Por Juan Manuel De Prada |
En
realidad, toda economía que tiene como horizonte el ‘crecimiento’ es lesiva para la supervivencia humana. Una economía puede ‘crecer’ hacia un objetivo limitado; pero cuando se funda en un crecimiento general ilimitado se convierte en pura depredación. El fomento y la expansión
de las necesidades es la antítesis de una vida sabia y virtuosa; pero es también la antítesis de la paz y la libertad. Pues cada vez que aumentamos nuestras necesidades, incrementamos nuestra dependencia
de fuerzas exteriores sobre las cuales no tenemos ningún control; fuerzas que se fortalecen con nuestras nuevas formas de dependencia.
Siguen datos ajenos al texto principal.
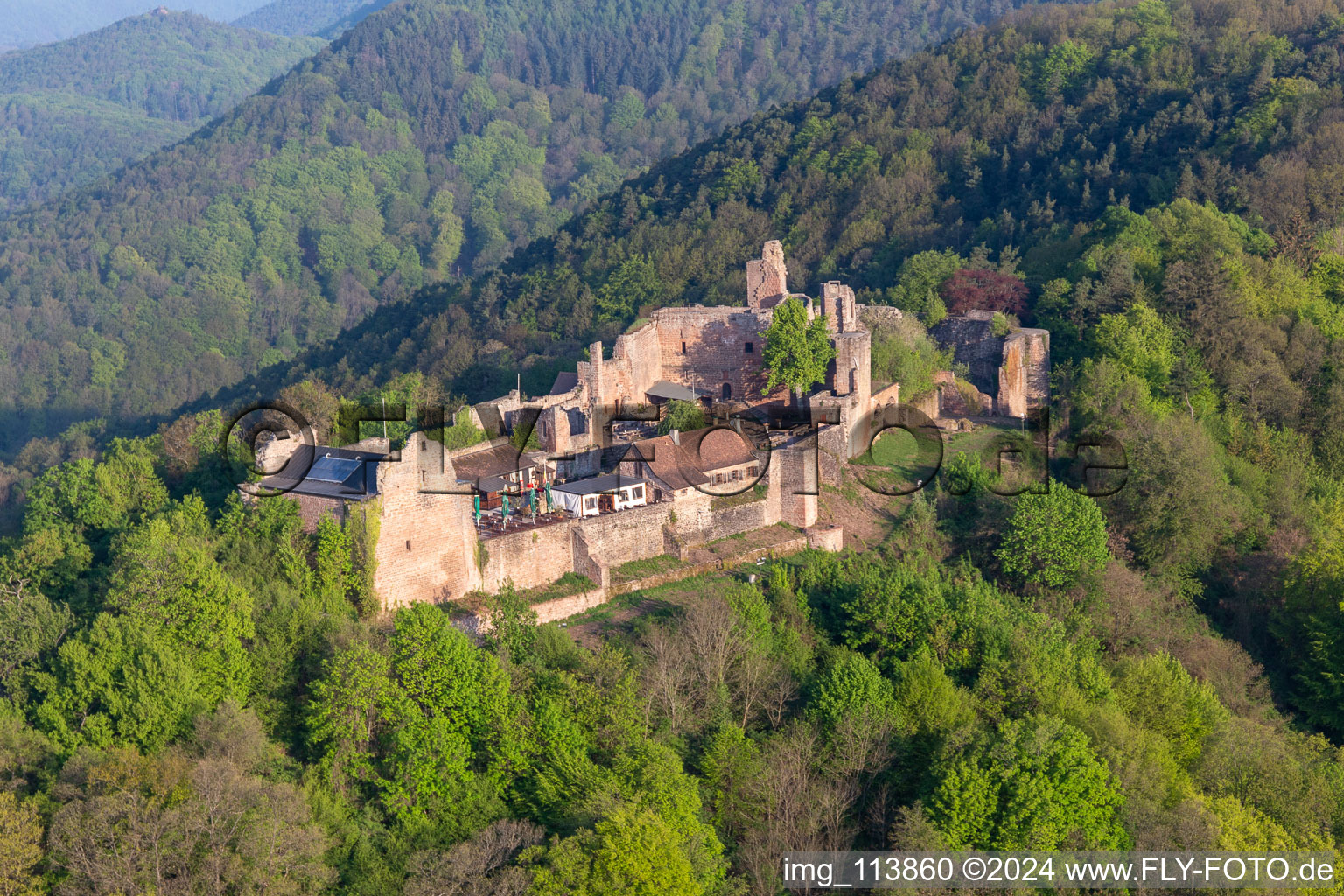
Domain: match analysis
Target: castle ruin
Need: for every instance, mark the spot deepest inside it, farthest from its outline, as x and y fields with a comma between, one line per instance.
x=602, y=488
Empezando, naturalmente, por las que genera la tecnología, que no ha hecho
sino favorecer el consumismo desaforado, la deslocalización, la automatización y el gigantismo económico. Una vida sabia y virtuosa exige una nueva orientación de la tecnología hacia lo próximo,
que estimule la creatividad humana y no la supla, que fomente el cooperativismo, que devuelva su dignidad al trabajo, que favorezca la descentralización de la población y la recuperación del mundo rural.
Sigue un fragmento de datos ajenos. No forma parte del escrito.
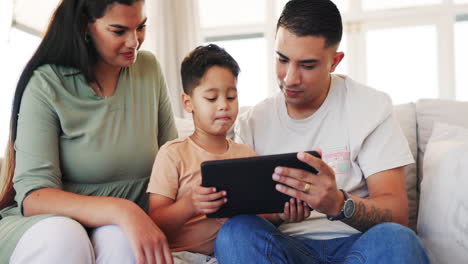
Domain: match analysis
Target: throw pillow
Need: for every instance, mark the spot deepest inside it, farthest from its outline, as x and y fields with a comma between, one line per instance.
x=443, y=207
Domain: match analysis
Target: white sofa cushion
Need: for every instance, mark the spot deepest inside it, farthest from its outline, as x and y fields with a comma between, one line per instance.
x=429, y=111
x=406, y=116
x=443, y=210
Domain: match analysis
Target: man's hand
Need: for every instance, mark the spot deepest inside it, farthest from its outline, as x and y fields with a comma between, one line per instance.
x=319, y=190
x=295, y=211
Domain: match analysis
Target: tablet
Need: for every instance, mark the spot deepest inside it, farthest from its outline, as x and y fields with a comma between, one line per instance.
x=249, y=184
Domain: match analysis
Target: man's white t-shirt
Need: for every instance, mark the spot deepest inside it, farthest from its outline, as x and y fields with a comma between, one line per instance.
x=355, y=129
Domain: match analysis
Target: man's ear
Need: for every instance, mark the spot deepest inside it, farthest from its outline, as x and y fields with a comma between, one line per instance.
x=337, y=58
x=187, y=103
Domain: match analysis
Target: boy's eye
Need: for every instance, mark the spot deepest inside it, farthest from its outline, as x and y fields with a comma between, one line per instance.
x=308, y=67
x=119, y=32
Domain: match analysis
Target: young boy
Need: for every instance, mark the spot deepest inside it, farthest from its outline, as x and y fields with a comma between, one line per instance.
x=178, y=203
Chesterton se rebelaba contra quienes afirmaban exultantes que, gracias a los trenes veloces que recorrían de un extremo a otro Inglaterra, se podía disponer de manzanas
de forma rápida y barata. «Lo que de verdad es más rápido y barato para los hombres es arrancar una manzana del manzano de su huerto y llevársela a la boca», escribía. Y, además,
el propietario de un pequeño huerto pondrá siempre mucho más cuidado en asegurar la salud de su fuente de ingresos que esas compañías transnacionales que creen que el universo es su
proveedor inagotable. Las transacciones mercantiles a gran escala generan contaminación, destruyen tradiciones locales, arrasan paisajes, vacían regiones, convierten el mundo en un inmenso basurero. Y trastornan
a los seres humanos a los que atrapan en su lógica destructiva, fundada en el consumismo. Millones de personas moviéndose compulsivamente, haciendo crecer de forma patológica las ciudades, convirtiendo
el mundo entero en un festín bulímico. Resulta muy aleccionador que algunos sólo tengan en cuenta los efectos devastadores de esta incesante movilidad favorecida por la economía a gran escala cuando
se trata de combatir la inmigración. Quienes afirman que combatir el comercio electrónico o la globalización es tan inútil como «ponerle puertas al campo» se tornan misteriosamente partidarios
de poner puertas, muros y alambradas al campo para evitar que lleguen inmigrantes. Que sólo dejarán de venir cuando se instauren economías a pequeña escala que les permitan llevar en su tierra una
vida sabia y virtuosa.
Pero no existirá tal vida mientras no se humanicen las condiciones del trabajo, que no debe ser entendido como una condena que algún día será reemplazada
por la automatización, sino como una vocación humana que necesita ser colmada. Pues, junto con la familia, el trabajo es lo que el hombre necesita para ser auténticamente libre y expresar su creatividad.
Un trabajo que destruye el alma, en cambio, exige las anestesias y formas de escapismo más agresivas, entre las que siempre se cuenta el consumismo, que es siempre expresión de degradación moral.